Your last sentence is a complete non-sequitor. Even were you correct about "ineffective teachers" and "achievement gaps" (and I do hope you rethink your test-prep infused language and the ideas behind it), the contention would not support the conclusion.

Were I not so annoyed with the stale catch-phrases, I might feel embarrassed for you.

Ruben Brosbe said…
I reject the characterization that TfA is a "planned disruption". When TfA was started there was a real shortage of teachers in the hardest to staff schools. For better or worse, TfA put teachers in classrooms that needed them.

As for your correction, I think you misread my comment. I'm well aware of the many disadvantages poor kids in poor neighborhoods have. But what I was referring to was the effectiveness (sorry, but I don't know what other word to use here) of 1st year teachers.

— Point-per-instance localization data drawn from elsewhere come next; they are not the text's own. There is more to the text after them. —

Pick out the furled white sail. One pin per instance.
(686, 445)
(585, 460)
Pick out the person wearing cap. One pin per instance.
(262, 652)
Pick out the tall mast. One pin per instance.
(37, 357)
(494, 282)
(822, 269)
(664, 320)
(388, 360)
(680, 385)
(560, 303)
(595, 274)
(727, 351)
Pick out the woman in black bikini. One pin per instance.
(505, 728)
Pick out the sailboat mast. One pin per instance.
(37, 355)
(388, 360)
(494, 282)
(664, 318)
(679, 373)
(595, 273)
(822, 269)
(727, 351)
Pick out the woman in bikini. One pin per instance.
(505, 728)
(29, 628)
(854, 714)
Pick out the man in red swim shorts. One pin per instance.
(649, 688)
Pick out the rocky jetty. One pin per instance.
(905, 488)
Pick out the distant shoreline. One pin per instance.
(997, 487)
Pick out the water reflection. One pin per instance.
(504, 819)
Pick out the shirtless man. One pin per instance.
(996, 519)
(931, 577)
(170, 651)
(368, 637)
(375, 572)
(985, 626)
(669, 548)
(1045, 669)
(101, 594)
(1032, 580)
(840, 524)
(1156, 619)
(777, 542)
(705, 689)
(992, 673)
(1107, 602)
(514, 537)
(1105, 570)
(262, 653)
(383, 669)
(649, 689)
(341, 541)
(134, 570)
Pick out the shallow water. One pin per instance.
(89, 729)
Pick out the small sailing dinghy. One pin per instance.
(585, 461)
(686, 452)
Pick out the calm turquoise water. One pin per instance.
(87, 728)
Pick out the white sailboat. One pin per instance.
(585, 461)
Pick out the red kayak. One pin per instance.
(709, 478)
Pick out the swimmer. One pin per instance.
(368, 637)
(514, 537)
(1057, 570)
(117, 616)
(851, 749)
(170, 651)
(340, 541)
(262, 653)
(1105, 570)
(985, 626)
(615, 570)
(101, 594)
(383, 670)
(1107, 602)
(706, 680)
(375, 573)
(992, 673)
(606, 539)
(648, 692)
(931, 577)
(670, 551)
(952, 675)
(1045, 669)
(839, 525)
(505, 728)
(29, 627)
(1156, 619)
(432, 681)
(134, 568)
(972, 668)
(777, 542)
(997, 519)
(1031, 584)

It is my understanding that 1st year teachers, whether alternatively certified or coming from traditional pathways, are all markedly less capable (hope that's a suitable replacement for effective) than teachers with 3 or more years of experience. My point being that while the departure of any teacher after only 2 years is a major problem, it's unfair to say that a 1st year TFAer is any worse than a 1st year teacher from a traditional program.

Finally, a note on "effectiveness": I agree that semantics are important. But I disagree with your definition of effectiveness as the ability to administer test prep. As you know, I abhor test prep, but I still don't use that as a measure of my effectiveness. The only measure of effectiveness for me is are my kids moving. If the state tests are one measure of that, fine, but I also know that it's going to be the E-CLAS and running records I perform that allow me to judge my effectiveness.

I think it's really unfair to characterize TFAers as test prep temps. I don't know enough TFAers to generalize, but I can speak anecdotally from my experience with my Teaching Fellows cohort that although we weren't coming from a traditional certification program, we resoundly rejected any philosophy that embraced "teaching to the test." We know that this is not true learning, and this is not the way to help poor children genuinely catch up to their privileged peers. At the same time, in the two schools I've taught I have seen many teachers bow to the pressure to teach to the test, but none of them were from TFA.